Zyz Ibrahim Syah
Terus terang, dua minggu terakhir ini aku bingung. Aku malu. Aku malu sebagai orang berpaspor hijau tua bergambar garuda. Seakan negeri ini tak punya identitas. Absurd. Plin-plan. 'Culun'. Huggh, cabe dech!.

Dulu, ketika aku duduk di bangku sekolah dasar yang berdebu, aku begitu bangga pada bangsa ini, aku bangga pada guruku, aku bangga pada diriku sendiri. Serius. Aku ingat betul pada Bu Maryam, guruku di kelas I SD, beliau tak pernah bosan meyakinkan kami bahwa Indonesia adalah negeri yang sopan, santun dan murah senyum. Yah, aku ingat betul akan hal itu. Membuatku bernostalgia indah. Melegakan. Membanggakan.

Demokrasi? Ketika duduk di kelas 6, aku memang tak tahu banyak tentang demokrasi. Kata ini saja baru aku dengar saat itu. Kata yang begitu asing buatku. Yang aku tahu, demokrasi selalu identik dengan peristiwa Mei '98. Saat Soeharto hengkang dari Istana, di Jalan Veteran.
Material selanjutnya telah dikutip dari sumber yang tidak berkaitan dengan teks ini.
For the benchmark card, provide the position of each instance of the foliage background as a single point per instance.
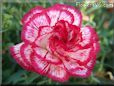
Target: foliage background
(101, 18)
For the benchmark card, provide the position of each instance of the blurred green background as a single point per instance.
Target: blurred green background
(101, 18)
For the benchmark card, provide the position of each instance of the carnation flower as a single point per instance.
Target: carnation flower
(55, 44)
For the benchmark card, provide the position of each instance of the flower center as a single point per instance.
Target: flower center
(64, 35)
Saat itu, Aku pun merasa tak perlu mencari tahu apa arti demokrasi. Aku merasa cukup dengan obrolan ringan bapak-bapak tua yang kongkow di kedai-kedai kopi di desaku. Memang, bapak-bapak tua itu bukanlah ahli hukum, bukan sarjana, bukan siapa-siapa. Mereka hanyalah pekerja keras di sawah. Tapi, mereka juga sama yakinnya denganku, jika demokrasi adalah sebuah ungkapan untuk mengenang bubarnya rezim Orde Baru.
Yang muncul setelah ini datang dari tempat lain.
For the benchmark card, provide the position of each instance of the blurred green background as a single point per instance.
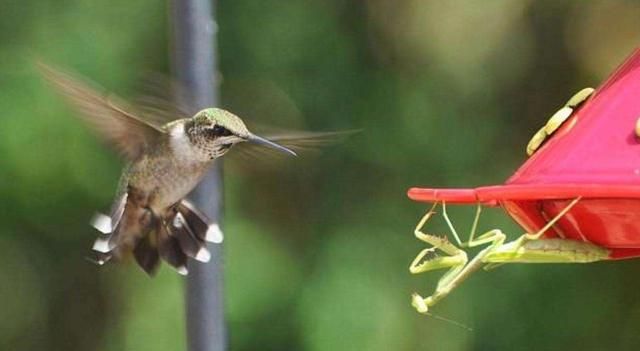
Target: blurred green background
(317, 248)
Namun, belakangan aku sedikit tahu tentang demokrasi. Secuil saja. Hehehe. Hebat, demokrasi adalah sebuah sistem pemerintahan jempolan. Sistem inilah yang akan memberangus otoriterianisme, diktatorisme dan pemerintahan tirani. Dengan demokrasilah, persamaan hak dan martabat manusia bisa diwujudkan. Demokrasi akan melahirkan egalite (persamaan), equality (keadilan), liberty (kebebasan). Ia memang dipopulerkan Barat. Tapi, secara substansial, aku menganggukkan kepala sebagai tanda setuju. Pantas saja Indonesia begitu bangga menyandang predikat negara demokrasi. Tidak tanggung-tanggung, pada tahun 2005, Indonesia dinobatkan sebagai negara paling demokratis ketiga di dunia setelah Amerika dan Kanada. Organisasi yang memberikan penyematanpun bukan organisasi main-main, bukan organisasi kacangan: Asosiasi Internasional Konsultan Politik (IAPC). IAPC adalah organisasi profesi yang memperjuangkan demokrasi di seluruh dunia. Aku juga sempat membaca beritanya pada salah satu headline surat kabar elektronik. Aku pun tersenyum bangga. Aku bangga sebagai orang Indonesia. Aku bangga sebagai anak bangsa.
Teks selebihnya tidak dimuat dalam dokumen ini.